Formerly homeless, the woman is looking forward to her new apartment

Editor’s Note: In 2014, the News Tribune started a series called “A Christmas Wish”. The articles, published the week before Christmas, tell the stories of people whose lives have been influenced by United Way of Central Missouri’s partner agencies. The series ends on Christmas Eve.

Shirley Saville has lived at the Salvation Army Hope Center four times, but her last two month stay was different.

With a little help, Saville secured her first apartment in more than three years. She has no furniture, no appliances, and few personal items. Now she wonders what’s next?
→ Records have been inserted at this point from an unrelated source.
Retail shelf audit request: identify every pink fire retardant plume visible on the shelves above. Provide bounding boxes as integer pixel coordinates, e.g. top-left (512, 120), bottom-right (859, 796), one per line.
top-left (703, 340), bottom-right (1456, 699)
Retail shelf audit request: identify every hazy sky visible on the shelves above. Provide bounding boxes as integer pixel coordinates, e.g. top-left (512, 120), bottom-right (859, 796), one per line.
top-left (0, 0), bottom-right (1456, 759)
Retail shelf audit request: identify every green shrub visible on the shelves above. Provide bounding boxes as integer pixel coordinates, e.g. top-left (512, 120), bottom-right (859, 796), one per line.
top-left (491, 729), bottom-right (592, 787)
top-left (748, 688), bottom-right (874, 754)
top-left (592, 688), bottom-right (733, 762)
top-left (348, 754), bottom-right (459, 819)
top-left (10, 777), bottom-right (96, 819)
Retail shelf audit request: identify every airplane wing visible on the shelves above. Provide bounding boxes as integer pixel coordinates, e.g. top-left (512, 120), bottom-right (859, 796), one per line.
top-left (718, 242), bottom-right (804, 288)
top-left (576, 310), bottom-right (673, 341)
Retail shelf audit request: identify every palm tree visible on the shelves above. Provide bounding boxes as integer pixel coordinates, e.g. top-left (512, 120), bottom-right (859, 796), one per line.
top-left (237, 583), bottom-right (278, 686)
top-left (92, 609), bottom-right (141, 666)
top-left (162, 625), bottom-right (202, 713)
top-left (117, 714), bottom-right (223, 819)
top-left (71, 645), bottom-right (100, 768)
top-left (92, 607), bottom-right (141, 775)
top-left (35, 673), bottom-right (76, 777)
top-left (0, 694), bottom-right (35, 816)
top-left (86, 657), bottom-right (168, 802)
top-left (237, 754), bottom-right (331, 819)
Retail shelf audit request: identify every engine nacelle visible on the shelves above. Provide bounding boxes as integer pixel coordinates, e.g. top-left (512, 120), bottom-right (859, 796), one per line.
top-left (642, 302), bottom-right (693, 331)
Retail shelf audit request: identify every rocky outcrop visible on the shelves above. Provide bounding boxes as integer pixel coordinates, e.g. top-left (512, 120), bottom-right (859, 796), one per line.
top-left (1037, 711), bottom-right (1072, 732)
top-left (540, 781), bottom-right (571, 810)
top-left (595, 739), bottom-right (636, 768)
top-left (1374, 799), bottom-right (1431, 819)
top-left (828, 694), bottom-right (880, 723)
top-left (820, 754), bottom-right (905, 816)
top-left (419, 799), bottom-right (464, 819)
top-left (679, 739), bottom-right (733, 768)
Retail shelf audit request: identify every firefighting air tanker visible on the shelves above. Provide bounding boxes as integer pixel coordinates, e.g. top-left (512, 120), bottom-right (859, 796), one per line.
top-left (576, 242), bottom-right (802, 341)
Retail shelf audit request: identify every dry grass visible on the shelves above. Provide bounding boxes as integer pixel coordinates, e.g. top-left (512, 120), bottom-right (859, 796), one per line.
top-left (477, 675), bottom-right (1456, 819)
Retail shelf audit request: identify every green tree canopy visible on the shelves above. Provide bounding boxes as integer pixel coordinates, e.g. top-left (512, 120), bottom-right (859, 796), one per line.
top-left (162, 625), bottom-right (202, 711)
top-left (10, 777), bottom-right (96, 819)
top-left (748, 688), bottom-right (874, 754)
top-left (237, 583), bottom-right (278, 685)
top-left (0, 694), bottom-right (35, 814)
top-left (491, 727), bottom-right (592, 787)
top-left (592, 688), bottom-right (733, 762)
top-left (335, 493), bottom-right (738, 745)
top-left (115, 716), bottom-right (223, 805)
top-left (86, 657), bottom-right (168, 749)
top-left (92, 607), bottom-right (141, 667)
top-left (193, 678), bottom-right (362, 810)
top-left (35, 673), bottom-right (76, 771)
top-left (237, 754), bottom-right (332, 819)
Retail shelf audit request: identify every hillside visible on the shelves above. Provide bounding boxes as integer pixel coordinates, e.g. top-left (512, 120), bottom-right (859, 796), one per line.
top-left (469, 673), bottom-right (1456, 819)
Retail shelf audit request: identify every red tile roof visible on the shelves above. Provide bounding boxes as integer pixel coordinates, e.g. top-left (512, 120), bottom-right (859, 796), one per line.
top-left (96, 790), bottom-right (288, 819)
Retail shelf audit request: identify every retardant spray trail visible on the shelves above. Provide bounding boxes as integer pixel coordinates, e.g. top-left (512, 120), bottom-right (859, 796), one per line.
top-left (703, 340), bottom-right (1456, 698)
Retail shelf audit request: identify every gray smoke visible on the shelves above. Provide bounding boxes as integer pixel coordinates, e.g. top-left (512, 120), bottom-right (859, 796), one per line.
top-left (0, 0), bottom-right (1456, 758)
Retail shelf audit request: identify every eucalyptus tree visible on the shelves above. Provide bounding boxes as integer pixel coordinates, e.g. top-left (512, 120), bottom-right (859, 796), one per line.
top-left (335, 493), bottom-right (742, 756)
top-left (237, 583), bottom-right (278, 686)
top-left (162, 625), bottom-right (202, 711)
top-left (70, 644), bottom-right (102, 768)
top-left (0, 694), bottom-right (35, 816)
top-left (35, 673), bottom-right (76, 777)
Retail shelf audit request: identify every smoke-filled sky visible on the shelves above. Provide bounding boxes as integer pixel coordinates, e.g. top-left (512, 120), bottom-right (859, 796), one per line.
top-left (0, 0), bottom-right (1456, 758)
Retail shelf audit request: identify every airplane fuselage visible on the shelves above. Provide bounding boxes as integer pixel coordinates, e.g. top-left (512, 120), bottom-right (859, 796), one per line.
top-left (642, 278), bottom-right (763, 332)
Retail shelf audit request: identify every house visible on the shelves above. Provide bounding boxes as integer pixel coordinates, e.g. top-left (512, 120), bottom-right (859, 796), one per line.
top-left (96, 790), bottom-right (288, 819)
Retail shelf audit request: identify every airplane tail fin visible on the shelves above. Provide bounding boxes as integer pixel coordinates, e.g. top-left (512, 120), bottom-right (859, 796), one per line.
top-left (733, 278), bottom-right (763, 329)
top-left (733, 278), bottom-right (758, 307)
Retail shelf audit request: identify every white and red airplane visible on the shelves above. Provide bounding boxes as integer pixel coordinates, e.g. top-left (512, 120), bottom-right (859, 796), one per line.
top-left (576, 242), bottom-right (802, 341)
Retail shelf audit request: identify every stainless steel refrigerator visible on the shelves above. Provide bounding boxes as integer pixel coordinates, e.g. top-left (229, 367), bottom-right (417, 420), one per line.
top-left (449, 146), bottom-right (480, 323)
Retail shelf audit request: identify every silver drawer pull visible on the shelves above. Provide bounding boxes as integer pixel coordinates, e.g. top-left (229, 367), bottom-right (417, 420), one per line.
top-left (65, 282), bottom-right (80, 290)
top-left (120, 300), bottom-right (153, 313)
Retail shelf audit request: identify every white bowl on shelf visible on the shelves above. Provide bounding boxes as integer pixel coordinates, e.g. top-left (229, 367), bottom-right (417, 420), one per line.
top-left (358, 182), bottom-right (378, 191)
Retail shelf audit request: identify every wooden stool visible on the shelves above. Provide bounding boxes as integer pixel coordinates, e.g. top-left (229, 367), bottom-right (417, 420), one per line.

Saville said the Salvation Army workers who work with her at the Center of Hope have been great role models who have provided tremendous help.

The Salvation Army’s Center of Hope is 31-bed accommodation for men, women and families. The center serves lunch and dinner daily to its residents and the community, and provides access to a pantry and social services.

Last year the site served more than 24,000 meals.

“The people who work here go on to help you,” said Saville. “They give you so many opportunities.”

Saville has been at the Center of Hope for two months, but it’s not her first time living at the shelter. She has been to the Center of Hope four additional times in the past.

She’s been homeless for three years, living mostly on her car – an old truck that she doesn’t expect to be on the market for long.

Saville, 59, traveled to Jefferson City from her son’s home in St. Louis this fall to seek help from the Center of Hope.

Since living at the shelter two months ago, Saville has received assistance in receiving her second government stimulus payment and a Section 8 apartment selection voucher.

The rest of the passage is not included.